Thursday, May 19, 2022

Monsoon Session: Takeaways included overturning a SC judgement





The Monsoon Session of Parliament which prematurely concluded two days ago was a disgrace but when have our politicians and grace been on good terms?

Opposition tried their darnest best to not let the Parliament function, a place where legislation is debated and passed for the benefit of 1.39 billion people a few hundreds of these politicians represent. 

From tearing up papers, to standing on benches, abusing, and finally ending with assaulting even a women-marshal, these politicians didn’t care a hoot about the life-and-death matter of Covid-19 that has ravaged the country or even the 3 farm bills which has sullied the country’s name and dishonoured the national flag. They even didn’t try to get introduced to a new cabinet in the Centre. 

Yet, the Modi government was unstoppable even in this washout which had productivity as low as 21 per cent and 28 per cent for Lok Sabha and Rajya Sabha respectively. In all, 15 laws were introduced and 20 were passed by the Parliament. 

Importantly, one of these laws (amendment) involved overruling Supreme Court, no less. The apex court had judged that States couldn’t decide on their own the Other Backward Castes list in deciding jobs or educational purposes. This new amendment in the Monsoon Session, restores this right to States. 

A few important legislations passed in this session include: 

Financial Reforms: 

1. Taxation Laws (Amendment) Bill – this law nullified the retrospective taxation imposed on indirect transfer of Indian assets made before 28 May 2012. This provision was inserted in 2012, and had led to several arbitration cases against India.

2. General Insurance Business (Nationalisation) Amendment Bill): this bill removes the requirement of compulsory minimum shareholding of 51 per cent by the government of India on the four general insurance companies.

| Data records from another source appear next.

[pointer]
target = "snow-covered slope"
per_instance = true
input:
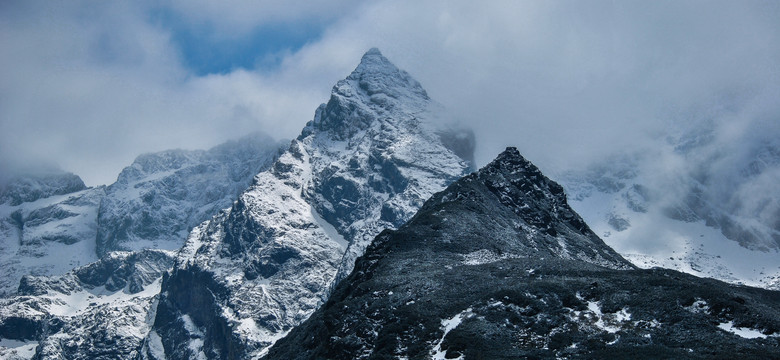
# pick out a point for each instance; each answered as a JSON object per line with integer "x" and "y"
{"x": 158, "y": 199}
{"x": 47, "y": 236}
{"x": 34, "y": 185}
{"x": 51, "y": 223}
{"x": 104, "y": 309}
{"x": 97, "y": 311}
{"x": 498, "y": 266}
{"x": 654, "y": 219}
{"x": 367, "y": 162}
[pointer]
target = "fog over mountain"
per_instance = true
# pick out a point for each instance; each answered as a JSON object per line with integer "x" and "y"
{"x": 90, "y": 86}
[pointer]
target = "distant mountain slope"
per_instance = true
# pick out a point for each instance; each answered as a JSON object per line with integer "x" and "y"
{"x": 367, "y": 162}
{"x": 18, "y": 189}
{"x": 678, "y": 220}
{"x": 158, "y": 199}
{"x": 47, "y": 236}
{"x": 498, "y": 266}
{"x": 97, "y": 311}
{"x": 104, "y": 307}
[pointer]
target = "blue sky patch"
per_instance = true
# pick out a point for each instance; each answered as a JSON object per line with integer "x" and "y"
{"x": 204, "y": 51}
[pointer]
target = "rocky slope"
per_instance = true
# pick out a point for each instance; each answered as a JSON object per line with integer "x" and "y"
{"x": 104, "y": 309}
{"x": 498, "y": 266}
{"x": 51, "y": 232}
{"x": 97, "y": 311}
{"x": 367, "y": 162}
{"x": 158, "y": 199}
{"x": 29, "y": 187}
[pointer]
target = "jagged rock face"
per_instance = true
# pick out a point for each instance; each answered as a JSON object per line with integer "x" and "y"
{"x": 20, "y": 189}
{"x": 104, "y": 309}
{"x": 47, "y": 236}
{"x": 98, "y": 311}
{"x": 157, "y": 200}
{"x": 499, "y": 267}
{"x": 367, "y": 161}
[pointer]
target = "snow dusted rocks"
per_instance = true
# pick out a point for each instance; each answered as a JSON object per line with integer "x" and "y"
{"x": 49, "y": 235}
{"x": 104, "y": 309}
{"x": 158, "y": 199}
{"x": 498, "y": 266}
{"x": 678, "y": 223}
{"x": 367, "y": 161}
{"x": 97, "y": 311}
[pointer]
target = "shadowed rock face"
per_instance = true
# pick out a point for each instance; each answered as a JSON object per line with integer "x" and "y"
{"x": 498, "y": 266}
{"x": 367, "y": 161}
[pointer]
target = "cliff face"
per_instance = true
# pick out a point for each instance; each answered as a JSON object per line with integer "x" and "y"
{"x": 367, "y": 161}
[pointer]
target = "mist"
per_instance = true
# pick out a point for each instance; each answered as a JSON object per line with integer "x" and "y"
{"x": 91, "y": 85}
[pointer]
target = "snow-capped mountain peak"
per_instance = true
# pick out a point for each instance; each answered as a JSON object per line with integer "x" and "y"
{"x": 366, "y": 162}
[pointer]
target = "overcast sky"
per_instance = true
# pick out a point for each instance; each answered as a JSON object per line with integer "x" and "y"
{"x": 89, "y": 85}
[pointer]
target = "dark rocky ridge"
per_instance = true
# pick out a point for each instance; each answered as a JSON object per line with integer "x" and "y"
{"x": 499, "y": 267}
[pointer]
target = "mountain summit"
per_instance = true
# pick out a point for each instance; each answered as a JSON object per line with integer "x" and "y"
{"x": 366, "y": 162}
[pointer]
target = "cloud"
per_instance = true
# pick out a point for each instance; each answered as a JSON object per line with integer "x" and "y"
{"x": 93, "y": 85}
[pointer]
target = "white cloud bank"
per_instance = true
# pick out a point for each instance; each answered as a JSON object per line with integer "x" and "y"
{"x": 93, "y": 84}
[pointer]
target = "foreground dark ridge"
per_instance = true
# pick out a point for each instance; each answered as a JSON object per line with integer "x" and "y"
{"x": 498, "y": 266}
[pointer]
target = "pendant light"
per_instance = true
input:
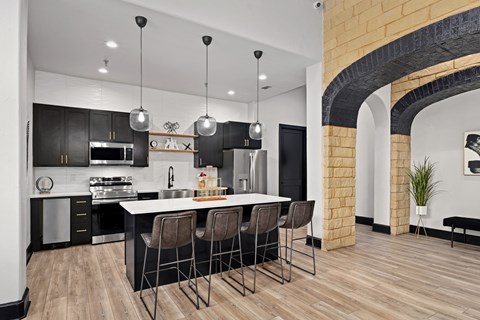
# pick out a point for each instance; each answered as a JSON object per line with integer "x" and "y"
{"x": 140, "y": 118}
{"x": 256, "y": 128}
{"x": 206, "y": 125}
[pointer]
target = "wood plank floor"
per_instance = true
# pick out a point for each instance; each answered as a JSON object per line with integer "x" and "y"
{"x": 382, "y": 277}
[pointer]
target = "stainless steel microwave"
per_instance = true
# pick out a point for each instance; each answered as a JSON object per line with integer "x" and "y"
{"x": 111, "y": 153}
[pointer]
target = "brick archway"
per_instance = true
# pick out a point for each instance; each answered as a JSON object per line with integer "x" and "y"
{"x": 445, "y": 40}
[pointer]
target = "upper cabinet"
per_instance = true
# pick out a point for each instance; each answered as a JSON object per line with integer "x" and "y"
{"x": 60, "y": 136}
{"x": 110, "y": 126}
{"x": 235, "y": 136}
{"x": 210, "y": 149}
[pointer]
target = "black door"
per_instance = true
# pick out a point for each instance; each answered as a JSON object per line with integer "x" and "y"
{"x": 76, "y": 137}
{"x": 121, "y": 127}
{"x": 292, "y": 162}
{"x": 48, "y": 136}
{"x": 210, "y": 149}
{"x": 140, "y": 149}
{"x": 100, "y": 125}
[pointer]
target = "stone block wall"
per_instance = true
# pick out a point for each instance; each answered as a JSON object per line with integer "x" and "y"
{"x": 339, "y": 187}
{"x": 353, "y": 28}
{"x": 400, "y": 157}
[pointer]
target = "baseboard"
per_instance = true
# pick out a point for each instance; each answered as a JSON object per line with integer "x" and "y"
{"x": 29, "y": 252}
{"x": 364, "y": 220}
{"x": 381, "y": 228}
{"x": 447, "y": 235}
{"x": 17, "y": 309}
{"x": 317, "y": 242}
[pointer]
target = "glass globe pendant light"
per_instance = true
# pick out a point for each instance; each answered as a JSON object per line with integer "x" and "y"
{"x": 256, "y": 129}
{"x": 140, "y": 118}
{"x": 206, "y": 125}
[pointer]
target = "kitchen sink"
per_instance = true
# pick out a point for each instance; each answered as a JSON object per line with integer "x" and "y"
{"x": 175, "y": 193}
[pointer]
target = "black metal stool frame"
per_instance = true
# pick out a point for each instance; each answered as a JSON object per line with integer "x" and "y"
{"x": 177, "y": 267}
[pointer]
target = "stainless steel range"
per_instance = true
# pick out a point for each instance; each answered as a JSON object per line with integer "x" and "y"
{"x": 107, "y": 214}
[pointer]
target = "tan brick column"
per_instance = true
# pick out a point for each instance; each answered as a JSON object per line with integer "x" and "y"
{"x": 339, "y": 187}
{"x": 399, "y": 195}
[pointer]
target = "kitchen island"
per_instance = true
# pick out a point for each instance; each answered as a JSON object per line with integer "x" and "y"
{"x": 139, "y": 216}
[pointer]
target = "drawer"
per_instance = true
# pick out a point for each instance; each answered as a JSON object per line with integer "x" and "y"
{"x": 81, "y": 233}
{"x": 148, "y": 196}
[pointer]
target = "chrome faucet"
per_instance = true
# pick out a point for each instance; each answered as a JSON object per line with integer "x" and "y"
{"x": 170, "y": 177}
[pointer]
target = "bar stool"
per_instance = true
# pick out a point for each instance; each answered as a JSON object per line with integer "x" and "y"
{"x": 263, "y": 219}
{"x": 170, "y": 231}
{"x": 222, "y": 224}
{"x": 300, "y": 214}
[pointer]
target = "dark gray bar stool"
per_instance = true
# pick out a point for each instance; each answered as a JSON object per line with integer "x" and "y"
{"x": 222, "y": 224}
{"x": 264, "y": 218}
{"x": 300, "y": 214}
{"x": 171, "y": 231}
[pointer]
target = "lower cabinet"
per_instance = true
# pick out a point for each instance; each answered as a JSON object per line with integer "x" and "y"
{"x": 80, "y": 220}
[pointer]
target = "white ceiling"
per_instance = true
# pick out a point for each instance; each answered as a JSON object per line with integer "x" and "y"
{"x": 67, "y": 37}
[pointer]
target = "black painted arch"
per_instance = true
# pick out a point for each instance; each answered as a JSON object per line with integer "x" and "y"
{"x": 445, "y": 40}
{"x": 407, "y": 108}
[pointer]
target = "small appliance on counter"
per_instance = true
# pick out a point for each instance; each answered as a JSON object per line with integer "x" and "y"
{"x": 244, "y": 171}
{"x": 107, "y": 214}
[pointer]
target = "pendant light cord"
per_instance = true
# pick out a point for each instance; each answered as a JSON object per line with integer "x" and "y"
{"x": 141, "y": 68}
{"x": 206, "y": 82}
{"x": 258, "y": 85}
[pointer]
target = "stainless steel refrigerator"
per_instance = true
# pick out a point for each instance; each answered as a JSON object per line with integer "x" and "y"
{"x": 244, "y": 171}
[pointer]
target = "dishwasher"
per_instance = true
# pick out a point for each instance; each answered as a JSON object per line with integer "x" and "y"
{"x": 56, "y": 220}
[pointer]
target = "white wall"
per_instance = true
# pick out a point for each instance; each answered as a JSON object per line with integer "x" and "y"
{"x": 288, "y": 108}
{"x": 13, "y": 63}
{"x": 365, "y": 154}
{"x": 437, "y": 132}
{"x": 164, "y": 106}
{"x": 315, "y": 146}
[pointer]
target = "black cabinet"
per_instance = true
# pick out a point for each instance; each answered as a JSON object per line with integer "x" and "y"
{"x": 110, "y": 126}
{"x": 60, "y": 136}
{"x": 148, "y": 196}
{"x": 210, "y": 149}
{"x": 80, "y": 220}
{"x": 235, "y": 136}
{"x": 140, "y": 149}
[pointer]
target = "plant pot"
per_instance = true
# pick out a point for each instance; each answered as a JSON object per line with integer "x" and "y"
{"x": 421, "y": 210}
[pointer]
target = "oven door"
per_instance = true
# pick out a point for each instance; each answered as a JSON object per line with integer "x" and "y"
{"x": 108, "y": 220}
{"x": 111, "y": 153}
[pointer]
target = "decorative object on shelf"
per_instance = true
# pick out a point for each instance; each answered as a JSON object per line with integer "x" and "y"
{"x": 422, "y": 189}
{"x": 206, "y": 125}
{"x": 471, "y": 154}
{"x": 171, "y": 144}
{"x": 256, "y": 129}
{"x": 140, "y": 118}
{"x": 44, "y": 184}
{"x": 171, "y": 127}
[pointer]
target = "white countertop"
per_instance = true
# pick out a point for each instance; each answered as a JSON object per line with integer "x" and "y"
{"x": 61, "y": 194}
{"x": 168, "y": 205}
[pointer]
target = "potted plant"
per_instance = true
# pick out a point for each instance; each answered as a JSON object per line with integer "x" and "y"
{"x": 422, "y": 186}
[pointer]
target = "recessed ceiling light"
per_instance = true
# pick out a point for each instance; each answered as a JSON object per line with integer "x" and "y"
{"x": 111, "y": 44}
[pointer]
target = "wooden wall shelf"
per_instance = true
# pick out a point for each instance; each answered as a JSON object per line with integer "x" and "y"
{"x": 178, "y": 135}
{"x": 172, "y": 150}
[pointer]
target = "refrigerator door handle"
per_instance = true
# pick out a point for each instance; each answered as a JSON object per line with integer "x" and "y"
{"x": 252, "y": 171}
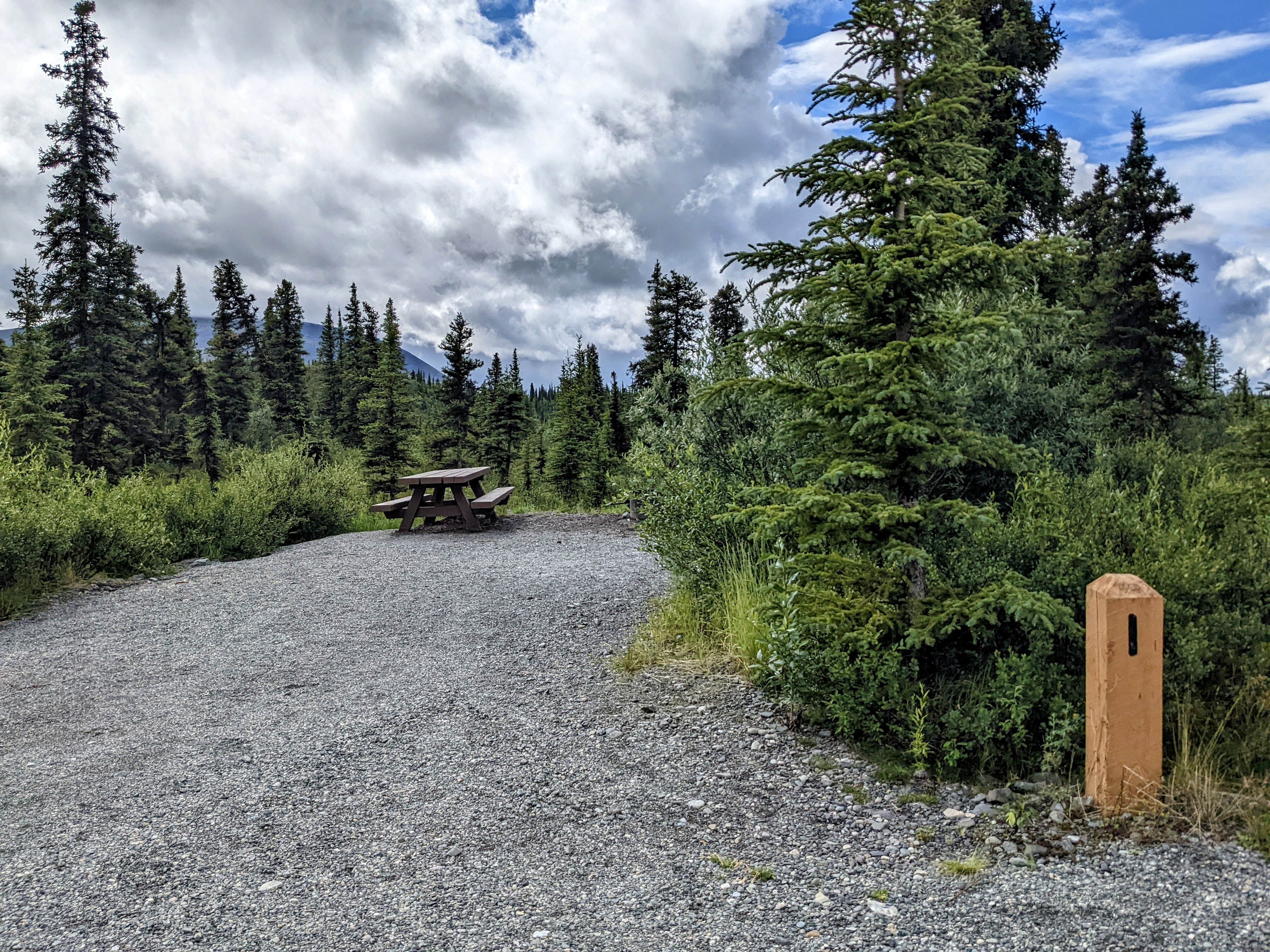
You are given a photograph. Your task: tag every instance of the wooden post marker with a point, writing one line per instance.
(1124, 687)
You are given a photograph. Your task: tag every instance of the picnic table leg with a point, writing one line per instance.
(439, 497)
(465, 507)
(412, 509)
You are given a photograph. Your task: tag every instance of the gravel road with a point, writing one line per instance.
(417, 743)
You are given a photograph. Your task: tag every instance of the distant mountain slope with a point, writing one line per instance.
(313, 334)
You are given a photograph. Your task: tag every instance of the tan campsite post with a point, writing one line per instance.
(1124, 671)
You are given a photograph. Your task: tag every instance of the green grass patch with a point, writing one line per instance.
(856, 792)
(61, 526)
(1258, 835)
(893, 774)
(717, 634)
(971, 866)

3. Factoring Regulation (Amendment) Bill – this bill allows all non-banking financial companies (NBFCs) to participate in the factoring business, thereby enabling micro small and medium enterprises (MSMEs) to have better cash flows.

4. Deposit Insurance and Credit Guarantee Corporation (Amendment) Bill: Under the new amendment, the DICGC will be liable to pay interim insured amount within 90 days of suspension of services of a bank.

5. Insolvency and Bankruptcy Code (Amendment) Bill: Introduces pre-package insolvency process for MSMEs for quicker resolution.

6. Limited Liability Partnerships (Amendment) Bill – this bill decriminalises various offences, makes other offences compoundable and converts some criminal offences into civil offences. It also introduced the concepts of small LLPs and startup LLPs, thereby marking a step towards ease of doing business.

Laws for Streamlining: 

1. Marine Aids to Navigation Bill – it replaces the 1927 Lighthouse Act. It mainly creates a new legislative framework for aids to navigation and includes management of vessel traffic services for improving safety and efficiency of shipping.

2. Inland Vessels Bill – it replaces the 1917 Act. The bill brings a uniform regulatory regime for inland waterways and removes inter-state irregularities. This law can enable the development of freight transport through the waterways of India.

3. Airports Economic Regulatory Authority of India (Amendment) Bill – this bill allows clubbing of smaller airports together and notifying the group as a major airport. This move will help smaller airports expand and improve connectivity.

Laws for Security of State:

  1. Essential Defence Services Bill – this bill allows the government to issue orders prohibiting strikes, lockouts and layoffs in essential defence services such as ordnance factories.

Laws for Environment and Social Justice

1. Juvenile Justice (Care and Protection of Children) Amendment Bill – this bill increases the responsibilities of the DM with regards to various aspects of childcare and adoption and seeks to reduce the backlog of cases in courts for adoption.

2. Commission for Air Quality Management in National Capital Region and Adjoining Areas Bill – it dissolves the Environment Pollution Prevention and Control Authority (EPCA) and replaces it with the Commission for Air Quality Management (CAQM) which has wider powers. The former authority was not a statutory committee as compared to the CAQM which is a permanent statutory authority.

3. The Constitution (Scheduled Tribes) Order (Amendment) Bill, 2021 – it recognises the STs of Arunachal Pradesh as requested by the state government.

4. The Constitution (One Hundred and Twenty-Seventh Amendment) Bill, 2021 – it reverses the Supreme Court judgement of May by restoring the power of states to notify their own list of Other Backward Classes (OBCs) for purpose of reservation in educational institutes or employment.

Other bills which were also passed in the monsoon session are the Rationalisation of Tribunals (Amendment) Bill, The National Institutes of Food Technology, Entrepreneurship and Management Bill, The Coconut Development Board (Amendment) Bill, The Central Universities (Amendment) Bill, The National Commission for Homoeopathy (Amendment) Bill and The National Commission for Indian System of Medicine (Amendment) Bill.

Bills which weren’t passed in the session include the Assisted Reproductive Technology Bill and Electricity (Amendment) Bill.

(This piece is largely borrowed from Swarajyamag).